Reader's view: Clean Water Rule won’t give EPA all the power
As the 1972 Clean Water Act approaches its 43rd birthday Oct. 18, I must correct misstatements in the Oct. 2 letter, “We don’t need the EPA regulating our water.”
For 40-plus years, the Clean Water Act has protected our lakes, streams and wetlands — large and small, upstream and downstream. The nation’s waters are better for it.
The scope of the Clean Water Act never has been limited to so-called “federal waters,” waters that flow year round or waters that “float a boat.” In fact, the Clean Water Act is founded on the basic principle of federal-state partnerships, whereby federal agencies set basic, uniform water-quality standards to provide a minimum level playing field for all states.
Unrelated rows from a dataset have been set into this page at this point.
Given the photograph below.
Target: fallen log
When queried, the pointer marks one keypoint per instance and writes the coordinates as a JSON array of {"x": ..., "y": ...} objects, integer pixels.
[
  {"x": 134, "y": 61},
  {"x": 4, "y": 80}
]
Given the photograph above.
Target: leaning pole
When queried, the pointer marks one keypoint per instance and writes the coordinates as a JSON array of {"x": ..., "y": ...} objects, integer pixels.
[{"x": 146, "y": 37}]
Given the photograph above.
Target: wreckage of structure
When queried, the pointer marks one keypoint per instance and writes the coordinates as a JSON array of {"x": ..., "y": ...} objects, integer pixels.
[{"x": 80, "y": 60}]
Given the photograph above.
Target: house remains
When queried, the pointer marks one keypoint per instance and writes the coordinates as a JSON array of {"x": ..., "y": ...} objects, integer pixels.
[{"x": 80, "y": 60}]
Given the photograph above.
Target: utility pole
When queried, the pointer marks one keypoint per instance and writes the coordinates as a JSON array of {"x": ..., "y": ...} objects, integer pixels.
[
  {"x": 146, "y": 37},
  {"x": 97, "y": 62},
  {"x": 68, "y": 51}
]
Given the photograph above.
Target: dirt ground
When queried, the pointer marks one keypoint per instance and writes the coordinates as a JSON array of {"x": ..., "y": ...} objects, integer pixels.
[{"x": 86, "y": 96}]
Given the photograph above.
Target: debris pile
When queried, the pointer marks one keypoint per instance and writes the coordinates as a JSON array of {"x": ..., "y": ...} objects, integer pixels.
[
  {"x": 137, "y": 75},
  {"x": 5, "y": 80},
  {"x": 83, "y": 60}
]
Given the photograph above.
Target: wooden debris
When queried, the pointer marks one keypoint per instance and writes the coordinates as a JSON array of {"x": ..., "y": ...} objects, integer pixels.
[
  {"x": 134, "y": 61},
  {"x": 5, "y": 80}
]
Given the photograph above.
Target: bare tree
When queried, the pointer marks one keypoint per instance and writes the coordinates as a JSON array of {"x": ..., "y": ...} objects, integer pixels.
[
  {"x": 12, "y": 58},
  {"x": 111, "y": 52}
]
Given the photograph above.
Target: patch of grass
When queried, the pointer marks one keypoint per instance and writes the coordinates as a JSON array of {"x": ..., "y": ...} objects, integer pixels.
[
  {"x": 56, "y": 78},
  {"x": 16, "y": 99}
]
The states are encouraged to assume responsibility to execute at least these minimum protections for state waters.
The alternative is the failed state-by-state approach that leaves states free to engage in a water-quality “race to the bottom” that ultimately would lead to the severe pollution that triggered the Clean Water Act originally.
The EPA has neither the interest nor the capability to take “complete control over every waterway in the U.S.,” and it certainly doesn’t “pretend it is the only level of government that cares about clean water,” as the letter stated. Nothing could be further from the truth.
The EPA led the Clean Water rulemaking process because the Supreme Court and regulated community called for a revised rule to clarify which waters are and aren’t waters of the U.S. The EPA and Corps conducted an open and thorough rulemaking process, actively engaging state, tribal and local governments, and issued a final rule that carefully tracks the Supreme Court’s decisions and the science.
The Clean Water Rule doesn’t expand jurisdiction. It covers fewer water bodies than historically covered by the Clean Water Act and is essentially co-extensive with Minnesota’s water laws.
The writer is executive director of the Minnesota Conservation Federation.